VA4Wind, a coalition of environmentalists and "green" jobs advocates, is nudging Dominion Virginia Power to take a lead in offshore winds to promote a clean energy source that could create thousands of jobs and power hundreds of thousands of homes in the commonwealth.
The coalition said it's seeking Dominion's commitment to include plans for offshore winds in its 2011 annual filing with state regulators and, by the end of 2013, have in place plans to build a utility-scale wind farm off Virginia's coast.
"Today, we are calling on Dominion to join our team and work together with us to bring offshore wind energy to Virginia," said Glen Besa, director of the Sierra Club's Virginia chapter.
While Dominion officials said they are committed to tapping offshore winds, they must be mindful of the ultimate costs to ratepayers.
"The costs must become competitive with other conventional or renewable forms of generation for the technology to be chosen," Jim Norvelle, a spokesman for Dominion, wrote in an e-mail. "Dominion continues to pursue cost reduction options and would put plans in place to build when it is cost effective to do so.
Norvelle also said many factors are beyond Dominion's control, such as leasing and environmental reviews.
The utility has made steps to tap offshore winds, including studying the possibility of an offshore electric transmission line to support wind farm development.
The study is the first step in designing, building and operating a transmission line needed to make offshore wind resources available to its customers. The study should be finished this year and will help the utility evaluate the best options to support multiple offshore wind projects in Virginia.
While offshore winds have been used widely and for many years in Northern Europe, the U.S. is lagging in technology and manufacturing facilities.
Offshore proponents have said Virginia could be a leader in developing wind farms off its coast because of optimal conditions 20 miles offshore, a deep-water port system and the potential to create a manufacturing base in the Hampton Roads area. The nation's nuclear-powered aircraft carriers are built in Newport News.
The coalition released a letter to Thomas F. Farrell II, CEO of the utility's parent Dominion Resources Inc., in which it stressed that the state's offshore wind industry "will only flourish with your company leading the way."
"We would like to see your team continue to lead the way in innovation by adding utility-scale offshore wind energy to your generation mix," the letter, dated May 6, states.
Renewable energy now accounts for 4 percent of Dominion's electricity.
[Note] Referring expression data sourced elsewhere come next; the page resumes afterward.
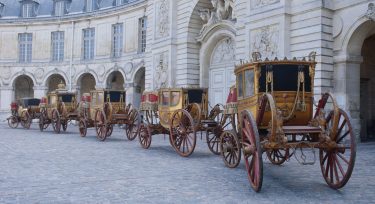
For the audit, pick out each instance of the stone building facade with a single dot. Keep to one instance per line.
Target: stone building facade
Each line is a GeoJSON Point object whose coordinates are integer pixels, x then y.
{"type": "Point", "coordinates": [175, 43]}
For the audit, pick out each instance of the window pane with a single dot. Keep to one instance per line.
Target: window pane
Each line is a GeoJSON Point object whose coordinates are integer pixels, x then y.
{"type": "Point", "coordinates": [25, 47]}
{"type": "Point", "coordinates": [239, 84]}
{"type": "Point", "coordinates": [165, 98]}
{"type": "Point", "coordinates": [175, 98]}
{"type": "Point", "coordinates": [249, 83]}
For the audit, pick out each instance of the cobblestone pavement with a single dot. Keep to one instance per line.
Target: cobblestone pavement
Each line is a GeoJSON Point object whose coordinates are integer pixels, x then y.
{"type": "Point", "coordinates": [43, 167]}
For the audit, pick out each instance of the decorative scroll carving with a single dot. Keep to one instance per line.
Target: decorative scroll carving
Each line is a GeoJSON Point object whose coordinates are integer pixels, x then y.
{"type": "Point", "coordinates": [222, 10]}
{"type": "Point", "coordinates": [261, 3]}
{"type": "Point", "coordinates": [161, 71]}
{"type": "Point", "coordinates": [5, 72]}
{"type": "Point", "coordinates": [370, 14]}
{"type": "Point", "coordinates": [162, 19]}
{"type": "Point", "coordinates": [265, 41]}
{"type": "Point", "coordinates": [224, 52]}
{"type": "Point", "coordinates": [39, 73]}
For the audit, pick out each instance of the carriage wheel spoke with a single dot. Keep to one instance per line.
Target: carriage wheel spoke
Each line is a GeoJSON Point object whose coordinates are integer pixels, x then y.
{"type": "Point", "coordinates": [343, 158]}
{"type": "Point", "coordinates": [339, 165]}
{"type": "Point", "coordinates": [342, 137]}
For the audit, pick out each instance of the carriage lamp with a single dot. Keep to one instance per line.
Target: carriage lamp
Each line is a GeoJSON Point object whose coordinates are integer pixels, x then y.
{"type": "Point", "coordinates": [14, 106]}
{"type": "Point", "coordinates": [1, 8]}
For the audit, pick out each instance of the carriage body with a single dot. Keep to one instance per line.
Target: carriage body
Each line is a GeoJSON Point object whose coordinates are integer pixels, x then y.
{"type": "Point", "coordinates": [293, 97]}
{"type": "Point", "coordinates": [179, 113]}
{"type": "Point", "coordinates": [173, 99]}
{"type": "Point", "coordinates": [103, 108]}
{"type": "Point", "coordinates": [24, 110]}
{"type": "Point", "coordinates": [58, 108]}
{"type": "Point", "coordinates": [274, 105]}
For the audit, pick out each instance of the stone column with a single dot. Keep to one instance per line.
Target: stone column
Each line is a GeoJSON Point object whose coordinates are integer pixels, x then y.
{"type": "Point", "coordinates": [133, 94]}
{"type": "Point", "coordinates": [347, 87]}
{"type": "Point", "coordinates": [40, 91]}
{"type": "Point", "coordinates": [6, 97]}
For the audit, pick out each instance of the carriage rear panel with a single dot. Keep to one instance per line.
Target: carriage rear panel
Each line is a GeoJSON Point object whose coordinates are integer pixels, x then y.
{"type": "Point", "coordinates": [290, 83]}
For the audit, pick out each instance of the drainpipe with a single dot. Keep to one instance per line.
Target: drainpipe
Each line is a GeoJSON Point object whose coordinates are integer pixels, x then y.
{"type": "Point", "coordinates": [71, 57]}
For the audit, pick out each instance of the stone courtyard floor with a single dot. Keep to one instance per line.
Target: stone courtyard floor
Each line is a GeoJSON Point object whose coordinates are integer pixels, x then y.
{"type": "Point", "coordinates": [43, 167]}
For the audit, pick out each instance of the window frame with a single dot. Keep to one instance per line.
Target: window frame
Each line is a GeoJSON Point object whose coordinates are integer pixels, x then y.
{"type": "Point", "coordinates": [25, 47]}
{"type": "Point", "coordinates": [117, 40]}
{"type": "Point", "coordinates": [88, 40]}
{"type": "Point", "coordinates": [58, 40]}
{"type": "Point", "coordinates": [142, 34]}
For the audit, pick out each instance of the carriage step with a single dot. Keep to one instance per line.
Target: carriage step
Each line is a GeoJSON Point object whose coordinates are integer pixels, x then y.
{"type": "Point", "coordinates": [301, 130]}
{"type": "Point", "coordinates": [209, 123]}
{"type": "Point", "coordinates": [120, 116]}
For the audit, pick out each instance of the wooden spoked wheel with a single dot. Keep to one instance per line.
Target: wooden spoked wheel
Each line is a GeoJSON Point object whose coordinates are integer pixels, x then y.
{"type": "Point", "coordinates": [213, 139]}
{"type": "Point", "coordinates": [101, 125]}
{"type": "Point", "coordinates": [132, 128]}
{"type": "Point", "coordinates": [56, 122]}
{"type": "Point", "coordinates": [337, 163]}
{"type": "Point", "coordinates": [109, 130]}
{"type": "Point", "coordinates": [42, 120]}
{"type": "Point", "coordinates": [182, 133]}
{"type": "Point", "coordinates": [82, 125]}
{"type": "Point", "coordinates": [144, 135]}
{"type": "Point", "coordinates": [278, 156]}
{"type": "Point", "coordinates": [213, 133]}
{"type": "Point", "coordinates": [13, 122]}
{"type": "Point", "coordinates": [252, 150]}
{"type": "Point", "coordinates": [25, 119]}
{"type": "Point", "coordinates": [230, 148]}
{"type": "Point", "coordinates": [64, 125]}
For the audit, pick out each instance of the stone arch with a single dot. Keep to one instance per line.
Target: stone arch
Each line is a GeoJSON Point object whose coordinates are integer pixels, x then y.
{"type": "Point", "coordinates": [25, 73]}
{"type": "Point", "coordinates": [23, 87]}
{"type": "Point", "coordinates": [53, 80]}
{"type": "Point", "coordinates": [139, 81]}
{"type": "Point", "coordinates": [80, 74]}
{"type": "Point", "coordinates": [347, 71]}
{"type": "Point", "coordinates": [115, 80]}
{"type": "Point", "coordinates": [194, 27]}
{"type": "Point", "coordinates": [85, 83]}
{"type": "Point", "coordinates": [48, 75]}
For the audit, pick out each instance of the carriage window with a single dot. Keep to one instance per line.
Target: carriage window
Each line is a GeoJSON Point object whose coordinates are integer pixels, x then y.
{"type": "Point", "coordinates": [175, 97]}
{"type": "Point", "coordinates": [100, 99]}
{"type": "Point", "coordinates": [240, 84]}
{"type": "Point", "coordinates": [165, 98]}
{"type": "Point", "coordinates": [249, 83]}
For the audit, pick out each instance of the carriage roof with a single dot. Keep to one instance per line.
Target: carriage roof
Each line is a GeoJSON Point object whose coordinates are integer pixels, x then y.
{"type": "Point", "coordinates": [29, 102]}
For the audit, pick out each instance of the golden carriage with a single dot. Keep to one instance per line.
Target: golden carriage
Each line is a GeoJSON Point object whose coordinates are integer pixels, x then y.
{"type": "Point", "coordinates": [275, 105]}
{"type": "Point", "coordinates": [180, 113]}
{"type": "Point", "coordinates": [103, 109]}
{"type": "Point", "coordinates": [58, 109]}
{"type": "Point", "coordinates": [23, 111]}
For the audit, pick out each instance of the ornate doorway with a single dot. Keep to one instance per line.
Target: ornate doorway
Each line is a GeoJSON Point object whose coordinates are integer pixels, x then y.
{"type": "Point", "coordinates": [221, 76]}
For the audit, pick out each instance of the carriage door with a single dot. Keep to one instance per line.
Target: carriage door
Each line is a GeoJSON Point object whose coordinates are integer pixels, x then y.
{"type": "Point", "coordinates": [221, 75]}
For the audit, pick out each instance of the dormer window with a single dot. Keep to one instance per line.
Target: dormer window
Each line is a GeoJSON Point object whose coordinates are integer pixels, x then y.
{"type": "Point", "coordinates": [92, 5]}
{"type": "Point", "coordinates": [1, 9]}
{"type": "Point", "coordinates": [29, 8]}
{"type": "Point", "coordinates": [60, 7]}
{"type": "Point", "coordinates": [119, 2]}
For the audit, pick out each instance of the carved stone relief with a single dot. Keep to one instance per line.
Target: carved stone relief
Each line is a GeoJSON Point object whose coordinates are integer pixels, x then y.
{"type": "Point", "coordinates": [161, 70]}
{"type": "Point", "coordinates": [128, 69]}
{"type": "Point", "coordinates": [370, 14]}
{"type": "Point", "coordinates": [5, 73]}
{"type": "Point", "coordinates": [162, 19]}
{"type": "Point", "coordinates": [261, 3]}
{"type": "Point", "coordinates": [39, 73]}
{"type": "Point", "coordinates": [265, 41]}
{"type": "Point", "coordinates": [222, 10]}
{"type": "Point", "coordinates": [224, 52]}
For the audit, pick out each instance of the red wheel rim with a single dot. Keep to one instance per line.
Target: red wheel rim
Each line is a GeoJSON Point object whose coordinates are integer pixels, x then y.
{"type": "Point", "coordinates": [337, 163]}
{"type": "Point", "coordinates": [252, 152]}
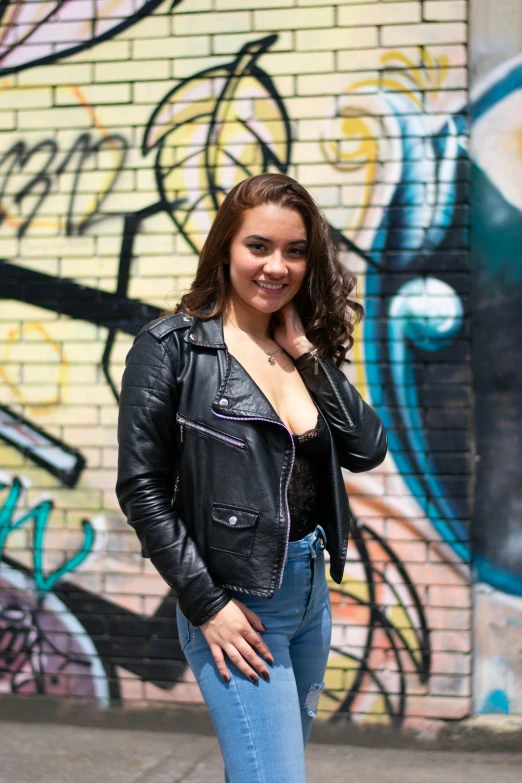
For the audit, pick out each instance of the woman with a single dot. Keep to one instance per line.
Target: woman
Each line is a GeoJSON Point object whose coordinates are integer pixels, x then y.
{"type": "Point", "coordinates": [235, 421]}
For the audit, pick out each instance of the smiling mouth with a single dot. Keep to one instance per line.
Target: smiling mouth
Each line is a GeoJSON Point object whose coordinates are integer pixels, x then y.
{"type": "Point", "coordinates": [270, 286]}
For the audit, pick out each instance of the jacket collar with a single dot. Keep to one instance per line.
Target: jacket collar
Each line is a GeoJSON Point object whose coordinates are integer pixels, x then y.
{"type": "Point", "coordinates": [208, 333]}
{"type": "Point", "coordinates": [238, 395]}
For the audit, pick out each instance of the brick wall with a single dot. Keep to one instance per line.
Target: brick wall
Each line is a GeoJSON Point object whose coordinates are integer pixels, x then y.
{"type": "Point", "coordinates": [364, 104]}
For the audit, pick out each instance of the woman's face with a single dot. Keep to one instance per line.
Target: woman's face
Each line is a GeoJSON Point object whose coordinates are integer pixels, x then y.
{"type": "Point", "coordinates": [268, 257]}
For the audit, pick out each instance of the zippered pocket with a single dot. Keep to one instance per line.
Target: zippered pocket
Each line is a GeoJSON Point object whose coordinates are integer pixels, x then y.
{"type": "Point", "coordinates": [204, 429]}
It is aiming for 15 percent by 2025.
Mary Doswell, a Dominion senior vice president who is on the board of the Virginia Offshore Wind Development Authority, agreed with the coalition that the potential for wind generation is great, but costs remain the biggest stumbling block.
"That's the dilemma," she said in an interview. "We need to get the costs down. Dominion is looking at how we can track that."
Doswell compared the estimated 23-cents per kilowatt hour for electricity generated by Cape Winds, the Massachusetts wind farm that was the first approved in the U.S., and the 10-cent per kilowatt hour rate charged Dominion residential customers. "As you can see, that's quite a premium."
The Cape Winds wind farm cost about $2.6 billion to develop. Most of Dominion's electricity is now produced by coal-fired generating stations.
Besides the Sierra Club, coalition members include Chesapeake Climate Action Network, Green Jobs Alliance and Virginia Interfaith Power and Light.